Simon Moos. « Lorsqu’on marche dans les rues de Jérusalem ou le long des faubourgs de Tel Aviv… »
Hier soir, attablé avec des amis dans une rue prisée de la jeunesse tel-avivienne, je fus soudain saisi par un mouvement de foule. Une marée humaine déferla, renversant verres et tables dans un fracas de panique. Je pris mes jambes à mon cou et trouvai refuge dans la cour intérieure d’un restaurant où des jeunes femmes perdaient connaissance. Dieu merci, il ne s’agissait que d’une fausse alerte. Nul ne sut dire ce qui avait déclenché cette panique. La société israélienne, à la fois traumatisée et résiliente, vit sous tension.
Pourtant, au milieu de la cohue, je fus frappé par une autre vision. Celle de civils qui, sans la moindre hésitation, dégainèrent leurs armes et coururent en sens inverse. Parmi eux, des hommes aux allures de bourgeois bohèmes, des barbus frêles, une femme en sandales de plage. Malgré les battements affolés de mon cœur, je ressentis une étrange impression de sécurité. Alors, je compris un peu mieux pourquoi tant de Juifs quittent la France pour Israël. Non parce qu’on y serait mieux protégé, il serait faux de le prétendre, mais parce qu’en Israël, le peuple a fait le choix de se défendre. Un peuple qui connaît l’ennemi, qui ne s’excuse pas d’exister, qui a élevé la solidarité au rang d’évidence.
Je suis français jusqu’à la moelle. Mon pays coule dans mes veines. Mes ancêtres sont tombés pour la France et je remercie le ciel de m’avoir fait fils de ce grand peuple. Je ne ressens aucun malaise identitaire. Je porte l’héritage de plusieurs siècles d’histoire juive en France, une histoire de bonheurs et de drames.
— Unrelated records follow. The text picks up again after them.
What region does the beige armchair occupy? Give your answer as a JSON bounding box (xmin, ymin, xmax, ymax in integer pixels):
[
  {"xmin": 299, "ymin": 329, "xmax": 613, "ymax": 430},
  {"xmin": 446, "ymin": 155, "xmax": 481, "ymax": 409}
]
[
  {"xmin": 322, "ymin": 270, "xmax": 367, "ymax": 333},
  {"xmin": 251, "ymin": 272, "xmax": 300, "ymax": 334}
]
Et c’est par amour de mon pays que je lui souhaite de retrouver ce que j’admire tant en cette autre part de moi que l’on appelle Israël.
Car lorsque l’on marche dans les rues de Jérusalem, lorsque l’on flâne le long des faubourgs de Tel Aviv et que, entre deux gestes d’affection échangés par de parfaits inconnus, on croise un soldat que des passants félicitent, on retrouve un parfum de France oubliée. On redécouvre l’âme d’une nation qui se sait telle et qui avance, vaille que vaille, vers l’avenir. Une résilience faite peuple, une solidarité devenue naturelle, un patriotisme évident.
Oui, je rêve d’une France redevenue nation.